Wednesday, December 17, 2003

What is it with conservatives? Nearly every day, some bloviating rightist or other publishes a pseudo-scientific essay intended to prove, beyond a shadow of a doubt, that all aspects of contemporary love and sex are utterly unnatural and a threat to civilization as we know it -- except the stuff right-wingers do. The latest such essay (the first of a two-parter!) appears at National Review Online today. Jennifer Roback Morse writes (emphasis mine):

So, what is the meaning of human sexuality anyhow? Sexual activity has two natural, organic purposes: procreation and spousal unity...

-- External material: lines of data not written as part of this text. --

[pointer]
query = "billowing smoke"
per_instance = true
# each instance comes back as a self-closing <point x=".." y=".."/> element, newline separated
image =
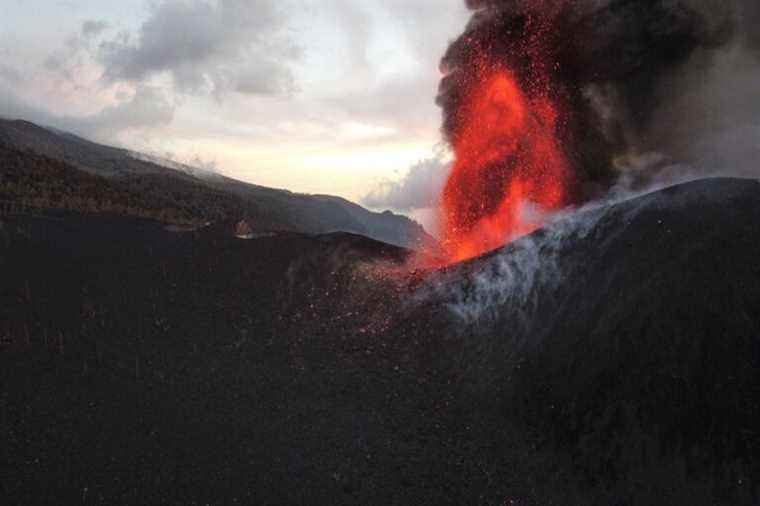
<point x="629" y="77"/>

Spousal unity is the feature of human sexuality that makes it distinct from purely animal sexuality.... Males and females who attach themselves to each other, have a better chance of seeing their offspring survive long enough to produce grandchildren. Science can now tell us how the hormones released during sex help to create emotional bonds between the partners....

But for many people in modern America, sex has little or nothing to do with building community of any kind. Sex is a purely private matter, in the narrowest sense of private....

Instead of being something that draws us out of ourselves and into relationship with others, our sexual activity focuses us inward, on ourselves and our own desires. A sexual partner is not a person to whom I am irrevocably connected by bonds of love. Rather, the sexual partner has become an object that satisfies me more or less well.

This difference in worldview is at the heart of the culture wars. One side believes the meaning of human sexuality is primarily individual. Sex is a private activity whose purpose is individual pleasure and satisfaction. The alternative view is that sex is primarily a social activity. Sex builds up community, starting with the spousal relationship and adding on from there.


"For many people in modern America"? Try "for Strom Thurmond when he was 22."